1/ https://www.dailymail.co.uk/news/article-8781059/In-English-Country-Album.html
Originally a terrace of five houses, those either side of me were knocked into one years ago, leaving mine (the middle one) the only one retaining something like the original interior layout.

2/
The most significant alterations were made in 1910, when kitchens were added to the backs. Before that, there was just a single downstairs room, with a large fireplace for cooking, and an upstairs room reached by some fairly steep stairs. The ceilings are low slung, too.

3/
I'm only one person of course, but my furniture and ephemera fills the downstairs room, and my bedroom is smaller than that I had when living with my parents, yet there have been periods when twelve people have been living here, in, I suppose, the space of a one-bedroom flat.

4/
In 1852 three adults and four children are listed in the farm records. In 1861 two families, both with four children are in occupation. In 1883 two adults, an adult lodger, and five children. There's almost always a lodger or an aged parent.

5/
Until 1922 water had to be brought from a well on the farm or the stream the other side of the woods. Electricity wasn't put in until 1931.

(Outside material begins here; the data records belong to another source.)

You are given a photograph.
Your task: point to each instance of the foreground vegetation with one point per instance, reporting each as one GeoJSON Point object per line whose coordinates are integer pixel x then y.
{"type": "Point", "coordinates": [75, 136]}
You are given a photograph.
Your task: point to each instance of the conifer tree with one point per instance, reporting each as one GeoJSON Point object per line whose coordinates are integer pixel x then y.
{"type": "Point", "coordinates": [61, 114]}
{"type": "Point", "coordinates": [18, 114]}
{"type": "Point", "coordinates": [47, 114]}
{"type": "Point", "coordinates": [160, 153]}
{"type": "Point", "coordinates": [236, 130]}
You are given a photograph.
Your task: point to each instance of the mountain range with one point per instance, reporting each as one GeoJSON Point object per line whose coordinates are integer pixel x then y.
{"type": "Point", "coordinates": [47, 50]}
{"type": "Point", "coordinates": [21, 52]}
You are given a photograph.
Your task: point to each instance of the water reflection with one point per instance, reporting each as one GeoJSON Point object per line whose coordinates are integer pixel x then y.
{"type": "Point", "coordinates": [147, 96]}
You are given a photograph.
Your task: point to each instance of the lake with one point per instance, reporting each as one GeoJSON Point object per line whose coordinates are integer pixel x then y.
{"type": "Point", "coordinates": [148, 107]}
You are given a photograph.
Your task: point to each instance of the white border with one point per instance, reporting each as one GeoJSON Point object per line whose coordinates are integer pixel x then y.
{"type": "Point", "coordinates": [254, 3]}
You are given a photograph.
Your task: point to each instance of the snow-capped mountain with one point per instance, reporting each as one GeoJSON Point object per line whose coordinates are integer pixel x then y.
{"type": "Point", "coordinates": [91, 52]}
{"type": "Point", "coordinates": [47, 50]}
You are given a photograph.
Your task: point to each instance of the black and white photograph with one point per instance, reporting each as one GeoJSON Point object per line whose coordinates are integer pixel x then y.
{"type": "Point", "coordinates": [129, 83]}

The cottage went with the job, of course, but when old age or accident came along the farmer was very quick to repossess.

6/
It seems that wives and children were expected to do certain work on the farm at harvest and planting. Tenants could kill foxes but not catch rabbits, which were highly saleable. They were provided with large gardens for growing their own food and keeping fowls.

7/
Imagine how crowded my house must have been even when tenanted by a single family. And the constant work involved. The fire kept going year round, water to be hauled every day, the cooking (no ready meals or supermarkets then), the washing, dumping body waste in the cesspit.

8/
All done without gas and electricity, quite apart from water and waste disposal.

Not quite the "Lark Rise To Candleford" idyll, is it?

I've no idea how many people have lived here over the years, but I do know that at least ten were born into it and eight died out of it.

9/
Of the eight who died out of it four were children, two were relatively young mothers, and two elderly men.

So many lives have been lived in this modest space. I often look about and marvel at how they ever got on. I prize my privacy - hardly an option then.

10/
My friends, of about my own age, all appear to want to move into large houses with large gardens and rooms they probably won't use, fully furnished, all mod cons and fast broadband to boot.

And they truly believe themselves hard done by because they can't have it.